Sen. Dianne Feinstein (D-CA) has authored a bill that she says would close an "enormous loophole" in the new federal law. As written, she says the law would allow health insurance providers to rapidly raise rates on health benefit policies that Americans will soon be required to buy.

The Feinstein bill calls for the National Association of Insurance Commissioners ("NAIC") to write key definitions of what constitutes an "unreasonable" rate increase and to assess the value of current state regulations. Amendments are needed to assert that HHS has the sole authority to determine the definitions that will make or break the law. The bill must also assure that direct federal regulation is used only as a fallback when states fail to develop adequate regulation and review of health insurance rates.

However, Consumer Watchdog, a California-based consumer group, says the health care law "fix" doesn't go far enough. In fact, the group says the bill as written the bill would give too much power to the insurance industry over defining "unreasonable" rates that could be blocked.

"Senator Feinstein should be commended for proposing legislation to close a gaping loophole in the federal health reform law," said Jerry Flanagan of Consumer Watchdog." As written, nothing in the health reform law prevents insurers from dramatically increasing rates in advance of the law's requirement that Americans must buy insurance policies or face tax fines."

History repeating itself?

Consumers, in fact, witnessed a similar occurrence last year when Congress passed credit card reforms in May, but didn't implement the new law until this past February. Credit Card companies spent the intervening seven months raising rates and implementing other soon-to-be prohibited activities.

Consumer Watchdog sees problems by designating NAIC as the official referee when it comes to insurance rates.

"NAIC is a private organization that is not subject to the transparency and public participation rules of a government body, is funded in large part by the insurance industry, and NAIC members enjoy a 'revolving door' of job opportunities in the industry thanks to the organization's close ties to insurance companies," Flanagan said. "The insurance industry's dominance of the NAIC will allow it to game the regulatory system through complicit regulators and undefined standards that industry actuaries are expert in manipulating."

Senate Health, Education, Labor, and Pensions (HELP) Committee Chair Tom Harkin (D-IA) called the lack of state "prior approval" of rate increases a "gaping hole" in health care reform.

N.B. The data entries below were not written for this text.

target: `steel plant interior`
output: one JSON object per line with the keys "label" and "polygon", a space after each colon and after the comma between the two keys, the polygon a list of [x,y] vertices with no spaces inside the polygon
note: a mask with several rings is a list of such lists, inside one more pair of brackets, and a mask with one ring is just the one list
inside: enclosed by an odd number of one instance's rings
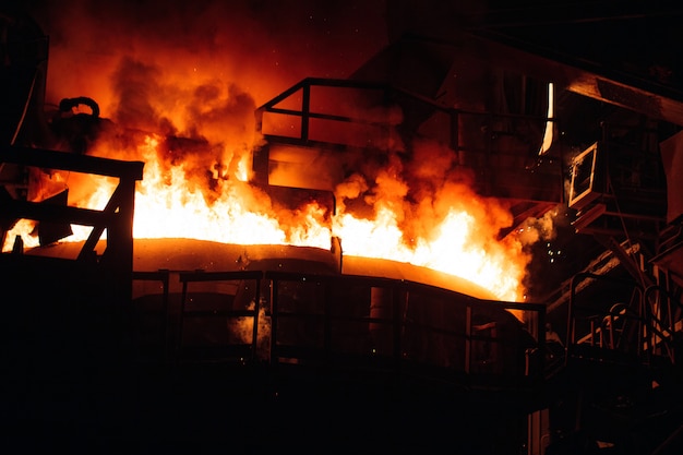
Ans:
{"label": "steel plant interior", "polygon": [[[36,219],[45,240],[0,256],[5,451],[680,453],[683,9],[502,3],[391,2],[390,45],[350,77],[304,79],[256,109],[254,184],[333,213],[334,171],[295,184],[271,170],[380,147],[345,143],[370,122],[319,109],[316,91],[391,100],[398,135],[448,144],[478,193],[510,202],[501,238],[550,211],[568,220],[561,264],[535,251],[530,303],[345,255],[338,238],[328,250],[133,239],[144,163],[87,155],[110,123],[85,97],[63,108],[92,115],[52,125],[71,151],[51,149],[49,40],[3,11],[0,231]],[[278,116],[300,128],[278,131]],[[547,124],[560,134],[539,155]],[[31,201],[28,168],[119,185],[103,211]],[[91,238],[55,243],[70,224]]]}

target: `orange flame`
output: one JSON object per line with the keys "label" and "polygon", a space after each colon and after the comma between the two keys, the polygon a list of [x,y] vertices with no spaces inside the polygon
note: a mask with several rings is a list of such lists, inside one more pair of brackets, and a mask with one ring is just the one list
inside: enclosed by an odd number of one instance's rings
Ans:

Under a "prior approval" system, insurance companies must receive approval from state regulators for rate increases before they go into effect.

Consumer Watchdog says the Feinstein Bill would establish a federal rate authority to review rates and take corrective action, including blocking rates or requiring rebates, only in states that do not have the authority or capability of doing so on their own. A better approach, it says, would be frontline state regulation of health insurance rate increases with strong federal fallback if states fail to act just as envisioned by the legislation.